Prostate cancer (Image source: hopkinsmedicine.org)

June 30, 2021 /BioonBIOON/ --Novartis(Novartis) recently announced that the results of the pivotal Phase 3 VISION study evaluating the targeted radioligand therapy 177Lu-PSMA-617 for the treatment of prostate cancer have been published in the *New England Journal of Medicine* (NEJM). The results showed that,In patients with progressive PSMA-positive metastatic castration-resistant prostate cancer (mCRPC), 177Lu-PSMA-617 in combination with standard of care (SOC) significantly improved overall survival (OS) and radiographic progression-free survival (rPFS) compared with SOC.For details, see the NEJM article:Lutetium-177–PSMA-617 for Metastatic Castration-Resistant Prostate Cancer

177Lu-PSMA-617 is a radioligand therapy (RLT). This class of therapy combines a targeted compound capable of binding to tumor-expressed markers with a radioactive isotope, thereby inducing DNA damage and inhibiting tumor growth and replication.This treatment can preciselyTumorCell-targeted radiation delivery, while limiting damage to surrounding normal tissues.

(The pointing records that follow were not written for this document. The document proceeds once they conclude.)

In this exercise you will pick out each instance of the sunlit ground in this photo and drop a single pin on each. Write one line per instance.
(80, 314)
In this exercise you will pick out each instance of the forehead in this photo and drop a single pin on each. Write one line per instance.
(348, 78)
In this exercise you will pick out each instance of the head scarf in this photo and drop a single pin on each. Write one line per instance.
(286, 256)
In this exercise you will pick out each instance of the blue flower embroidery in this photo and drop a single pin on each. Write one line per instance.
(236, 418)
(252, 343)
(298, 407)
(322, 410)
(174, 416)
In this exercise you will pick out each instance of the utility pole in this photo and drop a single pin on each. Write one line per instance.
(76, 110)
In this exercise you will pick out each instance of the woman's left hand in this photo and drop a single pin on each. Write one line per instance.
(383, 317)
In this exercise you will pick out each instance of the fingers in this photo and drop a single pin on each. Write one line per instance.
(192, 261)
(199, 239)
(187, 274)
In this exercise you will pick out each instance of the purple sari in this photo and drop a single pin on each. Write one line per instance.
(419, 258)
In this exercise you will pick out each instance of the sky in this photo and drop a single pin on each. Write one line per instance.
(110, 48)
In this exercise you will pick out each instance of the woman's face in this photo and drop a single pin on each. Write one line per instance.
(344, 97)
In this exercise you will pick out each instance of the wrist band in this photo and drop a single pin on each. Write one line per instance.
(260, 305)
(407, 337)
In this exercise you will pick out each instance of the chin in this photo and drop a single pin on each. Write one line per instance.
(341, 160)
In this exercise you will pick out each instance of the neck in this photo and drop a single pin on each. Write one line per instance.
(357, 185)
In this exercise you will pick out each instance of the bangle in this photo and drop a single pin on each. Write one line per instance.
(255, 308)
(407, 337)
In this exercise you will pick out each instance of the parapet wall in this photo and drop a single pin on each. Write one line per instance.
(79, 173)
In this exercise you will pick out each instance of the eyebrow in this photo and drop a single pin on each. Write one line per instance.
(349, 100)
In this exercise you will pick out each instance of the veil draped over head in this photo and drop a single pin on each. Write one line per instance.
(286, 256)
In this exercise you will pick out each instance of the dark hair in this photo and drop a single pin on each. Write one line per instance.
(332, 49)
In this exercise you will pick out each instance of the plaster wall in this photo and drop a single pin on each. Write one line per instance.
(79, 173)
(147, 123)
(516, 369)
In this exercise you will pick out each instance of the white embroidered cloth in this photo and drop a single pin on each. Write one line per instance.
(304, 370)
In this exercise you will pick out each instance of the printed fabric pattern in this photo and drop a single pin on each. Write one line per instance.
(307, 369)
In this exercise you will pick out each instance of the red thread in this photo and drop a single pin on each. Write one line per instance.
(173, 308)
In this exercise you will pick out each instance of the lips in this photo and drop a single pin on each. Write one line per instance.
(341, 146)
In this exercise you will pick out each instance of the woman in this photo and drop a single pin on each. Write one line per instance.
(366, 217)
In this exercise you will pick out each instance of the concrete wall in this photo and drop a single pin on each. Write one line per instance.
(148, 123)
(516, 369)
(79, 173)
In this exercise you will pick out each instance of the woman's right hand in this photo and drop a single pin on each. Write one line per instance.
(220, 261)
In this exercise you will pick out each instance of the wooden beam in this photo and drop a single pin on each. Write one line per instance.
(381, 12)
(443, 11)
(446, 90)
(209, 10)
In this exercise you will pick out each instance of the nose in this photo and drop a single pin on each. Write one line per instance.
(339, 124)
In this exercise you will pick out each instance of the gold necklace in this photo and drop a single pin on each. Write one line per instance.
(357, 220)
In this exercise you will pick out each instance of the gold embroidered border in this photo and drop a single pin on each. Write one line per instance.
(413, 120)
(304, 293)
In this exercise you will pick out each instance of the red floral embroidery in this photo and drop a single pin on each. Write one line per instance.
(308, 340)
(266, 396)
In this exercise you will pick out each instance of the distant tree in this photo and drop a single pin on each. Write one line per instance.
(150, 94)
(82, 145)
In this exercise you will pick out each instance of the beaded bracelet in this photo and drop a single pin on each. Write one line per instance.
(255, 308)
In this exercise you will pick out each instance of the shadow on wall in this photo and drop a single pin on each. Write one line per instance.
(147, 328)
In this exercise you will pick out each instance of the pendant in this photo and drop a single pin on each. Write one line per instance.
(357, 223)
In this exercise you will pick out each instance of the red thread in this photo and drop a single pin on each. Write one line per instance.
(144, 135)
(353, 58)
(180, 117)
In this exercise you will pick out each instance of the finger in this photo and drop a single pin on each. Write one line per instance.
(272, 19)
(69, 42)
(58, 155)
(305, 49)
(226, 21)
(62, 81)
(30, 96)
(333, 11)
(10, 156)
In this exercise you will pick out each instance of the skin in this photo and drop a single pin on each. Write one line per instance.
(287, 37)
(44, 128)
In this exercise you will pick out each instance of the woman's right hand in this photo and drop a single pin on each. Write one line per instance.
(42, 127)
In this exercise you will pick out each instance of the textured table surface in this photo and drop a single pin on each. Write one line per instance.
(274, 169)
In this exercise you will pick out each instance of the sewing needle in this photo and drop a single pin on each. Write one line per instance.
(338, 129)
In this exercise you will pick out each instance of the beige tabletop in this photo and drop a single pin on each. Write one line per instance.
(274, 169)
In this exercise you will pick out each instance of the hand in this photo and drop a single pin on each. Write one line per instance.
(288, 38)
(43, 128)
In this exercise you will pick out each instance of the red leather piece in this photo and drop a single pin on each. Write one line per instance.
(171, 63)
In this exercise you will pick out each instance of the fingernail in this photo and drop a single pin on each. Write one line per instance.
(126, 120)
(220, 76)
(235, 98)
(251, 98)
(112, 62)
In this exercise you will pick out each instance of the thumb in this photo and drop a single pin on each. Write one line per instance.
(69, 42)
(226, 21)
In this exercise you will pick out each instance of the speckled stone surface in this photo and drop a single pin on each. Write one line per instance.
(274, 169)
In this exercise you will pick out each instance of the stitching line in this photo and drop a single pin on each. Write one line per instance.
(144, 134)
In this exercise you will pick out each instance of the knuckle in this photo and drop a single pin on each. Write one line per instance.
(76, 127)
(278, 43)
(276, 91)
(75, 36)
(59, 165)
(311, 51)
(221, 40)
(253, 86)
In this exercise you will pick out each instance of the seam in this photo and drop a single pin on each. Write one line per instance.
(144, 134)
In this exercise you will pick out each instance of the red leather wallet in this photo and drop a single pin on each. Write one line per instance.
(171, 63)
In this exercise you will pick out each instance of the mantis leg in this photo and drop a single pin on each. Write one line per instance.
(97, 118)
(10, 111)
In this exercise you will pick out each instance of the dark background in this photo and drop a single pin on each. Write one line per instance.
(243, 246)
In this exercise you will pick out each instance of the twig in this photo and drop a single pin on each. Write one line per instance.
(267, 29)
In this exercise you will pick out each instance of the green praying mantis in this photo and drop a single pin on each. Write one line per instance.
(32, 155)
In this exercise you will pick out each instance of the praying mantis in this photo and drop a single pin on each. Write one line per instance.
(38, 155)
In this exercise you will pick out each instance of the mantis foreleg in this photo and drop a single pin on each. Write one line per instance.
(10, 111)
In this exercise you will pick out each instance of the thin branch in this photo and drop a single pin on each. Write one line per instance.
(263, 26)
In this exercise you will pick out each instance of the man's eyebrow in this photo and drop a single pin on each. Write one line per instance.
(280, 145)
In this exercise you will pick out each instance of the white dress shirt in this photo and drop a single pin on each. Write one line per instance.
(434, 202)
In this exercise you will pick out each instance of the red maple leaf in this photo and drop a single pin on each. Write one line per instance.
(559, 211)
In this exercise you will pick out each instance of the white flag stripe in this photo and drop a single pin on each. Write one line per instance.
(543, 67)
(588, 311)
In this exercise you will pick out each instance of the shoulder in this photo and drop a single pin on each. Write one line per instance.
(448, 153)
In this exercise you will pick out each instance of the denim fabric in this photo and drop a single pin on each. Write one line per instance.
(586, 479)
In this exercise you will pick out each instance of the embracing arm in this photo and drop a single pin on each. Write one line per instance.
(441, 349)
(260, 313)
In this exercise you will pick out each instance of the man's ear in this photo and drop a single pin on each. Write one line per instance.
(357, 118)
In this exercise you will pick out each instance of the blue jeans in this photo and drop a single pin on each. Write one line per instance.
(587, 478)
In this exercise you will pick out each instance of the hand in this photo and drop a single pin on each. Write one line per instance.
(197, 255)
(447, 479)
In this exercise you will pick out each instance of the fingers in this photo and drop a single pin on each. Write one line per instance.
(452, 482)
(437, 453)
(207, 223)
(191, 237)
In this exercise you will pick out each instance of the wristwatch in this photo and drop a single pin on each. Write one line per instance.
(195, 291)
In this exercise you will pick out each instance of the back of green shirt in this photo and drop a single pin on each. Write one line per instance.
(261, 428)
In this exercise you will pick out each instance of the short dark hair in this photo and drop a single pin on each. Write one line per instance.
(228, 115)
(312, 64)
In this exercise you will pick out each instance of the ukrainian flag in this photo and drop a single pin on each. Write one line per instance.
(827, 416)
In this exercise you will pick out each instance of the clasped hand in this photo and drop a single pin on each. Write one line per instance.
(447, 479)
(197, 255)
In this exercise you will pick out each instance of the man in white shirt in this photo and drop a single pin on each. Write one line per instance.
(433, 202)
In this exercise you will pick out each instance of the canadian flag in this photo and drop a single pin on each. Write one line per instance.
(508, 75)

Previously, the United StatesFDABreakthrough Therapy Designation (BTD) has been granted to 177Lu-PSMA-617 for the treatment of metastatic castration-resistant prostate cancer (mCRPC). The prognosis for metastatic prostate cancer is poor, with a 5-year survival rate of approximately 30%.

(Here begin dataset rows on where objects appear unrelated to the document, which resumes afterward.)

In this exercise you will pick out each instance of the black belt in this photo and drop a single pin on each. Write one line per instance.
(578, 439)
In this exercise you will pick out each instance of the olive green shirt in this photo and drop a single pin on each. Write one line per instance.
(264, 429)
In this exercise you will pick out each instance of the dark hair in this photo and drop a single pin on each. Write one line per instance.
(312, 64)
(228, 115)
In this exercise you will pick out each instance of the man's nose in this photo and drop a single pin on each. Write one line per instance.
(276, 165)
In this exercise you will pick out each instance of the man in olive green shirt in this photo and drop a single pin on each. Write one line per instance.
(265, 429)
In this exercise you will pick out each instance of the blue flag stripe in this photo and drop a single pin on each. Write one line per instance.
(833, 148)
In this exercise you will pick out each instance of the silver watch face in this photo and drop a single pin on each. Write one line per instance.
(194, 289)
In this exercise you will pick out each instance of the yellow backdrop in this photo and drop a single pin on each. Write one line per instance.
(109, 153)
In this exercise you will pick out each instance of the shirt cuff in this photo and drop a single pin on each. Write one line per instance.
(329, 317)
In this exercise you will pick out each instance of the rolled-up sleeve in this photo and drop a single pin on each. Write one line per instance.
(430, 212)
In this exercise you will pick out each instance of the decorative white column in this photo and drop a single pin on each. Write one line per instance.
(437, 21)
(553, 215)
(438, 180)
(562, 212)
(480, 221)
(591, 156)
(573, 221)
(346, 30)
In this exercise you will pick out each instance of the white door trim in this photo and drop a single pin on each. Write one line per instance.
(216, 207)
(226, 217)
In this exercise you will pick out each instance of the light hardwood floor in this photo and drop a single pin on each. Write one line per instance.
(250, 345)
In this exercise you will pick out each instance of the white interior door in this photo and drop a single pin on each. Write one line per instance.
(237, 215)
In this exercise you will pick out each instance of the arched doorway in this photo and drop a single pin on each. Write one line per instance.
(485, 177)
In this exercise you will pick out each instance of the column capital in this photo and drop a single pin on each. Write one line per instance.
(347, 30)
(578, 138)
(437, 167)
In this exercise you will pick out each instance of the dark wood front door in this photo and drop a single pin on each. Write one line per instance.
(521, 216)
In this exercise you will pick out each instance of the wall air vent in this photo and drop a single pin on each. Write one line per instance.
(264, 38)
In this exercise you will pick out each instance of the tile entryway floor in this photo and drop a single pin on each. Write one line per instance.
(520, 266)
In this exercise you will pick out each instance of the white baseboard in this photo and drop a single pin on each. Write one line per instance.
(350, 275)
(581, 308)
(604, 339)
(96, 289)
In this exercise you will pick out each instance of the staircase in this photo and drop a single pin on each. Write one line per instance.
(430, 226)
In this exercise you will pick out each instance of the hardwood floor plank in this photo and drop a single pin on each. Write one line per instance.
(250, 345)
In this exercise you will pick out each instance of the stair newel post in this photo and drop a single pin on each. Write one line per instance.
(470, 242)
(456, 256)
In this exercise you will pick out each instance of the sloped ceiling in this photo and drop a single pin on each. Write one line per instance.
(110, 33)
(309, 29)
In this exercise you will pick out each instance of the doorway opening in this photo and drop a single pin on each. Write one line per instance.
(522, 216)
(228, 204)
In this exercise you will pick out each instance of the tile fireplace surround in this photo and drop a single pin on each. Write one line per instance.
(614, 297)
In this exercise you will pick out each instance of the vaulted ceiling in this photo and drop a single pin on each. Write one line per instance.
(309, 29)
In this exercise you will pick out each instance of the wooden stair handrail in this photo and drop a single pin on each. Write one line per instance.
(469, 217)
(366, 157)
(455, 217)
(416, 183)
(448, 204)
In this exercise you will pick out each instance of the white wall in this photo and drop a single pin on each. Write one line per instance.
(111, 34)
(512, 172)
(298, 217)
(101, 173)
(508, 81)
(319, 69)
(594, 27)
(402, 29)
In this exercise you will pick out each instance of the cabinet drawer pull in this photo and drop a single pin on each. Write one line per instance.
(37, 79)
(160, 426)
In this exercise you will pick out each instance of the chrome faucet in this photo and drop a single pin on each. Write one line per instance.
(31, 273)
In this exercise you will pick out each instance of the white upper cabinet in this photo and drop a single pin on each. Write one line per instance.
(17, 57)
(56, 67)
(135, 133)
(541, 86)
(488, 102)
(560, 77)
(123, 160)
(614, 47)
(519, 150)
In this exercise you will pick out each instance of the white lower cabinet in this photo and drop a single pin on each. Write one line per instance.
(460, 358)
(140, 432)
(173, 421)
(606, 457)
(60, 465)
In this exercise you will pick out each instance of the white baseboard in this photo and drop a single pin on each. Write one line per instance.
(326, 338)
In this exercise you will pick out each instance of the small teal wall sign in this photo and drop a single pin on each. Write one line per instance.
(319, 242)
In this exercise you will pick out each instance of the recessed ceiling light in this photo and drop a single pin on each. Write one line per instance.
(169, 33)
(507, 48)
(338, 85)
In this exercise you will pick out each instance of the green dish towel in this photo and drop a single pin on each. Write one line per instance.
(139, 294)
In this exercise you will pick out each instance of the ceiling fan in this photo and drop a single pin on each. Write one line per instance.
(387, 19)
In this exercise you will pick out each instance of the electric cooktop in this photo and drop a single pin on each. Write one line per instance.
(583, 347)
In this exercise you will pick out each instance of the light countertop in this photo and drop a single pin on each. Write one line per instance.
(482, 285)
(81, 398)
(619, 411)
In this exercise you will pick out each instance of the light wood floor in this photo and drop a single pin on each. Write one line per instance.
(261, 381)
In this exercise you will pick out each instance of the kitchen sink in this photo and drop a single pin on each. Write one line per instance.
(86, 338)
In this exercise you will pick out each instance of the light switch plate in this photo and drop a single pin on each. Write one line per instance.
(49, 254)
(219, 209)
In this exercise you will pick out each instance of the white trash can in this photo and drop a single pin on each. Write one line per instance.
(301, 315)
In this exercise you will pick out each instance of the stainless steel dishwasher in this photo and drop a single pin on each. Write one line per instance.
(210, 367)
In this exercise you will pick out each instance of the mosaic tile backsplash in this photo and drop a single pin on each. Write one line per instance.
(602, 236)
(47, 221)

NovartisJeff Legos, Global Head of Oncology Development, stated: "We are proud of these data. In prostate cancer patients who have previously received multiple regimens and currently have limited treatment options, 177Lu-PSMA-617 can significantly shrinkTumor, extending the lives of prostate cancer patients. We believe that,As a radioligand therapy, 177Lu-PSMA-617 holds significant potential to improve the prognosis of advanced prostate cancer.. Currently, we have initiated two new Phase III studies for earlier-stage treatment.”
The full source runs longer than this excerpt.